Re: [boost] [review] The review of Boost.DoubleEnded starts today: September 21 - September 30

4 Oct 2017

      Hi Ion,

Thanks for the detailed review. Some minor comments follow.
...
The library presents two containers, devector and batch_deque. I find 
the first one as a relatively simple but interesting vector extension 
supporting front insertions. In the future it could maybe take advantage 
of the backwards memory expansion (taking the previously adjacent free 
memory segment so that new elements could be added to front without 
moving the rest of the elements) supported by Boost.Interprocess and the 
Boost.Container’s modified DLMalloc.
Interesting idea.
...
----------
devector
--------
1) From a design point of view, I would prefer not to include the small 
buffer optimization with the data structure, although reviewing code, it 
seems many parts are to be optimized.
Everything should be removed by the optimizer; if not, then that section 
of code needs to be amended with a constant expression.
...
It's like just having small_vector 
without having vector, most libraries have two classes for these two use 
cases. Different classes also ease that a type erasured base class can 
be defined independent from the static storage size (Boost.Container 
calls it small_vector_base, LLVM calls it SmallVectorBase)  I think we 
should have a devector, and add small_devector and static_devector 
containers if there is demand.
Can they share some of the implementation, or are we left with a double 
(or triple) implementation effort?
...
2) Defaulting size_type to unsigned int is arbitrary and against 
existing practice.
We didn't do that as an arbitrary decision.
...
According to the usual STL rules, size_type shall 
come from the allocator, which knows what type can represent the number 
of elements that can be allocated.
I have no problems with STL rules, but it as you point out, even 
Boost.Container deviates from several of those.
...
3) reserve_only_tag: I would rename it as “reserve_only_t” (similarly to 
std::allocator_arg_t and Boost.Container’s “default_init_t”). The front 
and back capacity version should be enough as I think  devector should 
not show preference for back insertion (if a user wants only a back 
capacity, then it would use a vector and not a devector).
So you would prefer it to divide the buffer in two approximately equal 
chucks? Or that one has to specify each chunk size explicitly each time
(so full symmetry, and the one-sided constructor gone)?
...
Strictly 
speaking, capacity constructors are a bit redundant, but the same could 
be said about default constructing constructors:
//it could be implemented as default constructor + resize
explicit vector(size_type n, const Allocator & allocator = Allocator());
Yes, just like push_back is redundant when we have insert( iter, x ) :-)
...
A reserve-only constructor plus an “unsafe” emplacement could make a 
container similar to an array, where no redundant checks are done when 
filling the array.
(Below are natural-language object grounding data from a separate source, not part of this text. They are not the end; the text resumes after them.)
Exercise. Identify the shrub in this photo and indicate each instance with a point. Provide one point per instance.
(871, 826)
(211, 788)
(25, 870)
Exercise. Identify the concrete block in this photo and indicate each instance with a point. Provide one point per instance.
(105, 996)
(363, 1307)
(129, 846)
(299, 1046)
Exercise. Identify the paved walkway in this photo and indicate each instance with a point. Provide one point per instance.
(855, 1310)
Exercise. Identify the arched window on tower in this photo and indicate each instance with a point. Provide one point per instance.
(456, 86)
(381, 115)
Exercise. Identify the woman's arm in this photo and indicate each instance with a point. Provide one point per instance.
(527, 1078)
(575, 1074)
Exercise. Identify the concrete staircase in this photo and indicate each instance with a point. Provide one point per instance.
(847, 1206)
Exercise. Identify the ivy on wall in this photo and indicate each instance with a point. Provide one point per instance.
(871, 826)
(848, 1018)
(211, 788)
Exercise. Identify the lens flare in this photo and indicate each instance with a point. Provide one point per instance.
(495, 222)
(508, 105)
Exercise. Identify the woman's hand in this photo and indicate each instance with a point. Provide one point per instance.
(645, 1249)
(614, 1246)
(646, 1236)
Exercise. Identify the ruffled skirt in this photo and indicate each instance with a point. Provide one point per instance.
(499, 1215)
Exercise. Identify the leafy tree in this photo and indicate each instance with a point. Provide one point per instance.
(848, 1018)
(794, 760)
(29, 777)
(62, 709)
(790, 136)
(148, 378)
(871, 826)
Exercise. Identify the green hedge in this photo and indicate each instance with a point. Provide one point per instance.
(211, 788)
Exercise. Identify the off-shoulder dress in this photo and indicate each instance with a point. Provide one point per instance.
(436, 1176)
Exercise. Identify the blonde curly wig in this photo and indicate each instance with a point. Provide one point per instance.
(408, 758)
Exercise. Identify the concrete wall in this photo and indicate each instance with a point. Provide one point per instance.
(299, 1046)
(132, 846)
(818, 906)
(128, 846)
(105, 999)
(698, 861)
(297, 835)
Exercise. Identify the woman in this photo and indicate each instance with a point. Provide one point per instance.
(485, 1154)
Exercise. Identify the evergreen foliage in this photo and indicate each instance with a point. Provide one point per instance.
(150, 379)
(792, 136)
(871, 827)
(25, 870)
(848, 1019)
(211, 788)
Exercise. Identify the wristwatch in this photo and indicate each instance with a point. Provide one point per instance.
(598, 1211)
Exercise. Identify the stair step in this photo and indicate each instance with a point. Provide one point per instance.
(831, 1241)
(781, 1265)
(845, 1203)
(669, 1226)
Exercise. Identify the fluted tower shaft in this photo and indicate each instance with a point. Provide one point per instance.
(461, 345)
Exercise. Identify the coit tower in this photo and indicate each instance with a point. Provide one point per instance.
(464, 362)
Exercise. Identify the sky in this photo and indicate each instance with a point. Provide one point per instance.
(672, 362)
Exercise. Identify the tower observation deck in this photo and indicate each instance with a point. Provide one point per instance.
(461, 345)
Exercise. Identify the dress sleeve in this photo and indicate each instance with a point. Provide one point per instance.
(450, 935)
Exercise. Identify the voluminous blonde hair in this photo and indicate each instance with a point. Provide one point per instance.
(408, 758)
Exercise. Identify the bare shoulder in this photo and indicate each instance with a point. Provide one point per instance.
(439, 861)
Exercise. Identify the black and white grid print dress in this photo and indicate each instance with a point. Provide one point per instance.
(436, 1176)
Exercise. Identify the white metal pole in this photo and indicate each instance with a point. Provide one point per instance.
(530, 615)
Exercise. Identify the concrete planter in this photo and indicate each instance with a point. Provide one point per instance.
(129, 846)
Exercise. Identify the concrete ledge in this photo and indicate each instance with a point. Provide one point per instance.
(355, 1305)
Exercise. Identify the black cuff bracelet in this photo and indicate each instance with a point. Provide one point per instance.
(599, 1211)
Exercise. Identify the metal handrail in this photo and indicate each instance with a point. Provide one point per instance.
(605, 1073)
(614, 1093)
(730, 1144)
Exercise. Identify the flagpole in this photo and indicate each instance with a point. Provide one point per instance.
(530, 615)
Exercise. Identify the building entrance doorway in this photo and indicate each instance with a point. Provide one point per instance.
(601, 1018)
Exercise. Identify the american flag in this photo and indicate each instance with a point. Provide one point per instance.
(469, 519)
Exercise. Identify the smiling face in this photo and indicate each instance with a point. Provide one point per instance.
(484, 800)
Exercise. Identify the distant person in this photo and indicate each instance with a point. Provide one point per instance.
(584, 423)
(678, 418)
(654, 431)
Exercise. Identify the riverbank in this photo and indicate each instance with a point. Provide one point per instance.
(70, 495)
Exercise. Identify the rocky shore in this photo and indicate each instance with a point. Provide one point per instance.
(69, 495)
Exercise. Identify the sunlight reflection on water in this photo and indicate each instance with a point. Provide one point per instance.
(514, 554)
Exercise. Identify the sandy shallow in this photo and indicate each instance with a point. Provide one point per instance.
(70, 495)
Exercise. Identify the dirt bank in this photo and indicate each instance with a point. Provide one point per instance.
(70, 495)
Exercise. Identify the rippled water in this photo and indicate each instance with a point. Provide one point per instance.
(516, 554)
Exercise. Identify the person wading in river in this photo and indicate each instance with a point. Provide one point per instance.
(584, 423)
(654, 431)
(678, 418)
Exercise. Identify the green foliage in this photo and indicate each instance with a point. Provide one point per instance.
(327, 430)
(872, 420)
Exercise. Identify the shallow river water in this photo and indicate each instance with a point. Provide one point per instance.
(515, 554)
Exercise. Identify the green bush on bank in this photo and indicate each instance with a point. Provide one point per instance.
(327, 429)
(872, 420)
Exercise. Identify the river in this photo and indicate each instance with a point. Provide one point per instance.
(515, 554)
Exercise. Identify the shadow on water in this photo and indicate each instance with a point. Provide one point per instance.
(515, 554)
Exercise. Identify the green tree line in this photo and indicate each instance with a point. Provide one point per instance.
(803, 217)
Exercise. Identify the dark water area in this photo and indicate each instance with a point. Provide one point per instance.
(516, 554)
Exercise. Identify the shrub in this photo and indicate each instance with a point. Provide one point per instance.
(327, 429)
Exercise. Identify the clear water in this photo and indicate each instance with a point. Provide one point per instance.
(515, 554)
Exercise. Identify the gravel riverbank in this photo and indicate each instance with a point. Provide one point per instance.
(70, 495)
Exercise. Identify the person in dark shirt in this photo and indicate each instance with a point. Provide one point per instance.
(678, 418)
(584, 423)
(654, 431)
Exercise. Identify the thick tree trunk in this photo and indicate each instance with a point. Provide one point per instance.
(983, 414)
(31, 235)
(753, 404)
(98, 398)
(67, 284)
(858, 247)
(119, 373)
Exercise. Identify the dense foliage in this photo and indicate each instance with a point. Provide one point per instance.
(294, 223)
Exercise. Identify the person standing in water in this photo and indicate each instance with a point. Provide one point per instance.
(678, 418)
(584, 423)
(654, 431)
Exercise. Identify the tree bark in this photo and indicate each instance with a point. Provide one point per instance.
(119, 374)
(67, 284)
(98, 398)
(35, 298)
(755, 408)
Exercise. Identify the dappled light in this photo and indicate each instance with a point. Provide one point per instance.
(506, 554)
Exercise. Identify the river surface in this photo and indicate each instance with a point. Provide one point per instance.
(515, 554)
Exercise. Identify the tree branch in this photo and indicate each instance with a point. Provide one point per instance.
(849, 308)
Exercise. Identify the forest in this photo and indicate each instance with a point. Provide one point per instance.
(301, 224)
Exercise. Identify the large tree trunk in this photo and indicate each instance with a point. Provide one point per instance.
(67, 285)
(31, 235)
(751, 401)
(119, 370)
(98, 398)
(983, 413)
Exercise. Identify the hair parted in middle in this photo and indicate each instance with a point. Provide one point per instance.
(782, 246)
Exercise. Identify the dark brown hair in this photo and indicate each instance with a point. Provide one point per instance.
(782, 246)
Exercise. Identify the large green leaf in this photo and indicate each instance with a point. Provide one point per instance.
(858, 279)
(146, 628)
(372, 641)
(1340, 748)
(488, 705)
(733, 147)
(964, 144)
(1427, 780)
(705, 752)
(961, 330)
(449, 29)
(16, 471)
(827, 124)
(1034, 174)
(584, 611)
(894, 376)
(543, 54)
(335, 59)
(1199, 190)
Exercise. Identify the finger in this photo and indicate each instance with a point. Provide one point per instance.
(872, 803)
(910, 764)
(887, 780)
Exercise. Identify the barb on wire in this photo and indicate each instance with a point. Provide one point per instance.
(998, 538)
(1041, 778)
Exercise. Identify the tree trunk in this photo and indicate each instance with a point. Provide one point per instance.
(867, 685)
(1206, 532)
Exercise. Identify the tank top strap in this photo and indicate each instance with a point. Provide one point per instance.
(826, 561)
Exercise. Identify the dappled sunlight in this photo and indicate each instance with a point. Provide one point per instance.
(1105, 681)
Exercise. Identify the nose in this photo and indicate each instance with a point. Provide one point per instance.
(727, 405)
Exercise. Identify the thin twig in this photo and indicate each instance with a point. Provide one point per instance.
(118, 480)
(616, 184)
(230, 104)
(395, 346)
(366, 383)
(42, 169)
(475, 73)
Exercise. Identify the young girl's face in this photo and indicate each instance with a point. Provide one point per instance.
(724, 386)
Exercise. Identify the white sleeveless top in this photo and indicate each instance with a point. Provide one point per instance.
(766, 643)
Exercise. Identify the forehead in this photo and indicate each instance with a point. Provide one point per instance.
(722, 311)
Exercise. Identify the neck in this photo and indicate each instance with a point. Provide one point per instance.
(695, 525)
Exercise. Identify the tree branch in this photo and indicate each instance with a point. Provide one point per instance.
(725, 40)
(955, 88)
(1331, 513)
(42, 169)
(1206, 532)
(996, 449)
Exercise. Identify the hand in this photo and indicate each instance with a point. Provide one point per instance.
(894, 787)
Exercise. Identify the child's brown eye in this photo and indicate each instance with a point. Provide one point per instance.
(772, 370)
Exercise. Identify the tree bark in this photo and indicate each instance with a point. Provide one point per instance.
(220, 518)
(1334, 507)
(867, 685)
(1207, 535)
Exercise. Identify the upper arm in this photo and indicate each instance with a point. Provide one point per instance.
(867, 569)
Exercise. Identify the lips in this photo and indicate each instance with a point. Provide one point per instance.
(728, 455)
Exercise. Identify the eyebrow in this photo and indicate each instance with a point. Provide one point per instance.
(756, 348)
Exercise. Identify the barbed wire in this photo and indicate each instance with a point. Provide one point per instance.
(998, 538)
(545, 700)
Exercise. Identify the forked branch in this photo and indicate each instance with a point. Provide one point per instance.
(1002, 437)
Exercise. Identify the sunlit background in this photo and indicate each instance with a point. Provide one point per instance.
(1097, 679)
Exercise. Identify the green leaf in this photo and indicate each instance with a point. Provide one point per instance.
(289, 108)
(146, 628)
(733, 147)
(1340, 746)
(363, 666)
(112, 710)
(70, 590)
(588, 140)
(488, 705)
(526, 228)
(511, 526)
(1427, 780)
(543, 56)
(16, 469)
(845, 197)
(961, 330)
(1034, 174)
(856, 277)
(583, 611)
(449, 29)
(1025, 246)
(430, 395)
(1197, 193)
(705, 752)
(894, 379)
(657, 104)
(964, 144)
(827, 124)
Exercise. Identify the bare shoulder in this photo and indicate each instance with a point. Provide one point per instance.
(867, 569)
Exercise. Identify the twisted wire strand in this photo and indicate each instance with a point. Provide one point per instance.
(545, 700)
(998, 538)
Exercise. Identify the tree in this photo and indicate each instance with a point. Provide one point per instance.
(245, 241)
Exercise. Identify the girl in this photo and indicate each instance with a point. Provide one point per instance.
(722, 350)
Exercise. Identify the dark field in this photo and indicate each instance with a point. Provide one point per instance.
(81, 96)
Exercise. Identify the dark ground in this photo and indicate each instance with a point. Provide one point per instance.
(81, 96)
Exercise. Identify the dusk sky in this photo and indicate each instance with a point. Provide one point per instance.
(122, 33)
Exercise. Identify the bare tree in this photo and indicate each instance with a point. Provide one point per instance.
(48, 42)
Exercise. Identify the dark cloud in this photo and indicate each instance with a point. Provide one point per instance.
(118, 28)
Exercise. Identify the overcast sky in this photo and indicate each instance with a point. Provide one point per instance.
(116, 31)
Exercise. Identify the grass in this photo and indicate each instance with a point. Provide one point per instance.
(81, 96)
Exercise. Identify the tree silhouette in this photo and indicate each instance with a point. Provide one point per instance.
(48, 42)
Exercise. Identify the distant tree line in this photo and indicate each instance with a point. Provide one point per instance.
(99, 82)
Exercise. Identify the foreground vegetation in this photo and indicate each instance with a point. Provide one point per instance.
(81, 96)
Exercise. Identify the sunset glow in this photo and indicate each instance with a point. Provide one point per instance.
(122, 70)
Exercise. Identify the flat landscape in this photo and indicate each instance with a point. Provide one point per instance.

But I don’t expect noticeable performance gains with 
this reserve-only constructor.
No, it is for convenience.
...
4) unsafe_uninitialized_tag: I don’t like these non-safe constructors, 
which are  the cases?. With reserve-only constructors + unsafe emplace 
back a user can achieve nearly the same performance. For POD types (like 
the socket example mentioned in the documentation), I would suggest 
something like Boost.Container’s “default_init_t”. Instead of 
“unsafe_uninitialized_resize_front” I suggest resize_front(size_type, 
default_init_t)
I didn't know about these default_init_t when we started in 2015. They 
have a good design IMO. But unfortunately they don't get rid of double 
initialization for non-trivial types. So maybe both

resize_front( size_type, default_init_t )
resize_front( size_type, uninitialized_t )

would be an idea.
...
5) reserve() / resize(): I think they have no sensible meaning in the 
container (capacity() could be useful, depending on the reallocation 
strategy). We should not treat back insertion as the “default” 
insertion. IMHO the API of devector should be symmetrical.
Symmetry is good, but what about generic code?
...
8) Regarding "move_if_noexcept", Boost.Container does not use it as it 
consider a pessimized design for a situation (throwing moves) that will 
occur nearly never 
[snip]
devector itself would be copied if 
small_buffer_size is used, etc.).
only when it stores elements with a non-noexcept move though.
...
9) Minor comment 2: IMHO I think iterators would be better as classes 
instead of pointers, a user can always use data() to make sure pointers 
are returned. Many times unwanted overload resolutions can happen if 
pointers are used, so I prefer the type safety offered by a class-based 
iterator. It can also offer checked iterators in the future.
I think you have a way to turn these into pointers again in 
Boost.Container, By defining some preprocessor symbol, right? Having 
pointers matters when interfacing with other types, because this is the 
only case where the iterators are seen as contiguous.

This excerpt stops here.